Yankton Rondeau swiveled his ears outward. He hunched his shoulders, up and outward, then closed his eyes. He placed his right arm over his eyes. He breathed deeply and fell backward into his boots.

“Tell me about Maria,” the dog said to the man.

“Maria is gone,” Yankton Rondeau said to the dog. “Try to forget about Maria for now.”

Barco crinkled his forehead and cocked his head. “What does ‘gone’ mean?” the dog Barco said. “Do all Marias become gone?”

“Go to sleep, Barco,” Yankton Rondeau said. “We get up early and we’ll beat the storm. Go to sleep.”

In the truck bed, Barco and Yankton Rondeau carried alpine skis, powder skis, telemark skis, crampons and snowshoes. In addition, they carried backcountry packs and two duffel bags of outdoor clothing. In a large and carefully padded crate, Yankton Rondeau carried a Singer Quatrum XL-6000 sewing machine, a Singer Ultralock serger, a case of threads and fabric samples.

In a separate box, he packed the works of Octavio Paz and a volume on the fabrics of Central America. In addition, he carried a case of CDs that included the complete works of Claude Debussy and a wide sampling of the works of Frédéric Chopin.

In a moment, he was asleep. He dreamed crazy dreams but his nightmares of Maria had stopped.

Yankton Rondeau was born on New Year’s Day, 1962, in Yankton, South Dakota, three weeks before he was expected. He was the first baby born in Yankton that year. His parents named him after the town. After two weeks of rest for his mother, his parents continued their trip home to Québec. He never went back to Yankton.

“Lucky,” he said of his birth, “and I remember it as funny.”

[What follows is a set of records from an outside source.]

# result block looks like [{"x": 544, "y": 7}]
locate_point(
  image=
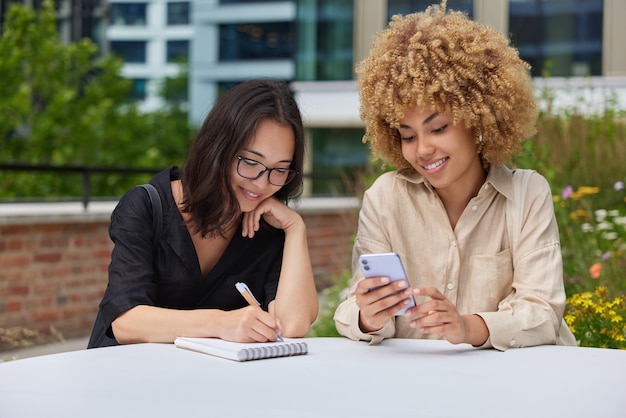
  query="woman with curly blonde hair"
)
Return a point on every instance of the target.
[{"x": 447, "y": 101}]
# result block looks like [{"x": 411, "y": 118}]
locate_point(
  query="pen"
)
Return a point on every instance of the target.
[{"x": 249, "y": 297}]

When the day broke over Nevada, Yankton Rondeau and the dog Barco got going again. There was wind in advance of the storm. Yankton Rondeau hoped the velocity of the wind would not increase for the rest of the trip. He feared wind, although he never told anyone, not even Barco. On the CD player, Yankton Rondeau played a favorite Chopin Polonaise, the Opus 40, No. 1, in A Major.

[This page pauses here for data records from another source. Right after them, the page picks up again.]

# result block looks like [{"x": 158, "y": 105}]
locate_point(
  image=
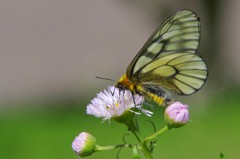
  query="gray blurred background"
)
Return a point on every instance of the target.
[{"x": 53, "y": 49}]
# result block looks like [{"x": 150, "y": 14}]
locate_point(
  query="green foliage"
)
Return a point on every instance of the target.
[{"x": 47, "y": 132}]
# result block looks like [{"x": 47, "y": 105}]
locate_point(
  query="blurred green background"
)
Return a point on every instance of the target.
[{"x": 51, "y": 52}]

Barco put his head out of the window at the moment that Yankton Rondeau drove the pickup truck through the Ski Town limits. On the truck’s clock, it was 8 o’clock. There were spaceship clouds in the Eastern Sierra sky.

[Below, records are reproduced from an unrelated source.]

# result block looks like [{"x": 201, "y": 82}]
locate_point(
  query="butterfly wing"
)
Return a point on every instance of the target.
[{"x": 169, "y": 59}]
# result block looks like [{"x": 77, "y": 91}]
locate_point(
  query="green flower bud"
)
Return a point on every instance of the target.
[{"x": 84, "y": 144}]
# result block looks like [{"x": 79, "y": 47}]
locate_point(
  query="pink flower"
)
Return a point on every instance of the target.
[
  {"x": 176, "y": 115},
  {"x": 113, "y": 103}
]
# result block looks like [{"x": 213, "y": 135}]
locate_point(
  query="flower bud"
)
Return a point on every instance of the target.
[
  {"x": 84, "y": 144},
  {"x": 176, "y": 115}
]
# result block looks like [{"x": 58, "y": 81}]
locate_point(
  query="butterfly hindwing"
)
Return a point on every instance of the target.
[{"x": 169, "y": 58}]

On the side of the road there was a sign that said it was forbidden to park on the Ski Town’s streets between the beginning of November and the end of April.

“Hah!” said Yankton Rondeau to the dog. “I wonder what else in this ski town is forbidden.”

Ahead and to either side, the mountains of the Sierra crest formed a wall of granite. “Look, Barco,” said the man to the dog. “The mountain crest here, it is a granite curtain,

no? Even from town you can see that.”

The man reached across the cab of the truck and patted the dog Barco’s head. The man gave him a scratch behind an ear.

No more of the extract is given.